After I got done, I could instantly tell a difference in responsiveness and the steering felt better than new. Great product. Fast shipping. No complaints at all.

BTW...this H3 was an 08 Alpha Adv. Pak with a cast-iron front pumpkin (no locker). Perhaps it was a late-production 08 model? Perhaps Alphas came with CI diffs in 08? I'm not sure. But keep your eyes open...apparently there are cast iron diffs in some 08 models (until yesterday, I didn't think so).
 

4speedfunk

Well-Known Member
Messages
4,212
Location
Tardville
08H3...I couldn't get a torque wrench on clamp bolts either. But, I got a pretty good feel for proper torque, so I just used a box-end wrench and set my wrist to "click" when it hit 74 in-lbs. :thumbs:

Also...I did not do an alignment afterwards. The owner wants to do a T-bar crank in the near future, so I told him to drive it around for a week or two and we will get it aligned after adding a bumper/winch/crank. No sense burning money on an alignment if you know you're going to do some more work soon.
 
Last edited:

08H3

Well-Known Member
Messages
1,315
Location
United States
UPDATE...


BTW...this H3 was an 08 Alpha Adv. Pak with a cast-iron front pumpkin (no locker). Perhaps it was a late-production 08 model? Perhaps Alphas came with CI diffs in 08? I'm not sure. But keep your eyes open...apparently there are cast iron diffs in some 08 models (until yesterday, I didn't think so).
If you remember, when I blew mine, I worked out a deal for a CI carrier. It's from an '08 Alpha. No '08 (Alpha or otherwise), had a front locker, but ALL Alphas did have the CI front carrier. .
 

backcountryislife

Well-Known Member
Messages
858
Location
Dumont, CO
If you remember, when I blew mine, I worked out a deal for a CI carrier.
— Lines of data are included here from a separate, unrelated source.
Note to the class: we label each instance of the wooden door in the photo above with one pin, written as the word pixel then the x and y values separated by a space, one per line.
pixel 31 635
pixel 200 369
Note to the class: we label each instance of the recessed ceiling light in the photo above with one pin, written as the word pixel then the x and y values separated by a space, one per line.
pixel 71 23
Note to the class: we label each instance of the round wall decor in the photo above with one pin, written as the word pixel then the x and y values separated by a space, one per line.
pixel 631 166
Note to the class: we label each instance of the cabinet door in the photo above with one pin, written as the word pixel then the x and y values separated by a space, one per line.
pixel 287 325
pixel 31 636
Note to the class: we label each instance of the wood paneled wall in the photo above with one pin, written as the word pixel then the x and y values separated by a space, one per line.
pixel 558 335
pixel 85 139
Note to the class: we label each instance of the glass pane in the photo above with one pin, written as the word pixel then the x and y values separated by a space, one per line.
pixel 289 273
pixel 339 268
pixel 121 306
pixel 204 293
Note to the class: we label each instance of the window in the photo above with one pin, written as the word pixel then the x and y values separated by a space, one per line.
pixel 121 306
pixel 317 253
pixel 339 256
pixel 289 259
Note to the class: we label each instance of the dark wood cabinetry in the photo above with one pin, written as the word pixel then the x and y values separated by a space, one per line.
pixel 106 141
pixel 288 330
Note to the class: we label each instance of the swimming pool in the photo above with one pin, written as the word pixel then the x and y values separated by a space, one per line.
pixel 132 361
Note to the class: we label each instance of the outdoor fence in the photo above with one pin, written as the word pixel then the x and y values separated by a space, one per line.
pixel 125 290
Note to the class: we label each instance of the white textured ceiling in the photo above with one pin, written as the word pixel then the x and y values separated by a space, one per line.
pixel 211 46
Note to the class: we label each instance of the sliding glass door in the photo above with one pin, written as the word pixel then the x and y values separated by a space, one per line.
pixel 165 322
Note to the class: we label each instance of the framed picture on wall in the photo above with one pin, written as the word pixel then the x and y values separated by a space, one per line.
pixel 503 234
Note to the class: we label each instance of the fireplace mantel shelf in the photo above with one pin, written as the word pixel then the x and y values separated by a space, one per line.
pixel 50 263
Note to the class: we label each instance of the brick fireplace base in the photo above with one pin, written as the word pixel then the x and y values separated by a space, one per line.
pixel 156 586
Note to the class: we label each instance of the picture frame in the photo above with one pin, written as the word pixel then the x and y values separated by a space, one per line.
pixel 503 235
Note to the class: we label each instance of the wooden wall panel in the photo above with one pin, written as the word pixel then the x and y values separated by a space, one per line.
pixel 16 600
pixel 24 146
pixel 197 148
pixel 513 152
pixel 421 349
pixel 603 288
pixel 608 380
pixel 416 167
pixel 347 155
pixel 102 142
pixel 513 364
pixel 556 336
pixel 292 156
It's from an '08 Alpha. No '08 (Alpha or otherwise), had a front locker, but ALL Alphas did have the CI front carrier. .

Yeah, this is the same diff housing I gave to Chris last year, the CI without the locker. It was from an 08 alpha... sounds like that was the gig for 08.

So glad to see folks with solutions that are working for them. I'm stoked to see some folks get some real trail miles on them to see how they honestly hold up.

Someone needs to come to CO, and let me drive one... after two runs up my back yard trail it'll have to be stamped "PROVEN" as no stock one ever made two trips up the trail!! :D
 

Hunner

Well-Known Member
Messages
2,334
Location
Arkansas
My 08 has a cast iron diff and they called them "offroad" packages on the 08 Alpha at least instead of "adventure" like they used to be on I-5 models.
 

08H3

Well-Known Member
Messages
1,315
Location
United States
My 08 has a cast iron diff and they called them "offroad" packages on the 08 Alpha at least instead of "adventure" like they used to be on I-5 models.

If I remember correctly, if you got the leather interior, it was the "luxury package", and then from that you could add the "offroad" package as Hunner said. This was the same for 5's and 8's. My I-5 was an H3 with both the luxury and offroad package according to the sticker. Of course, back to this thread, all of them came with a steering bushing more suited to a Chevy Sonic.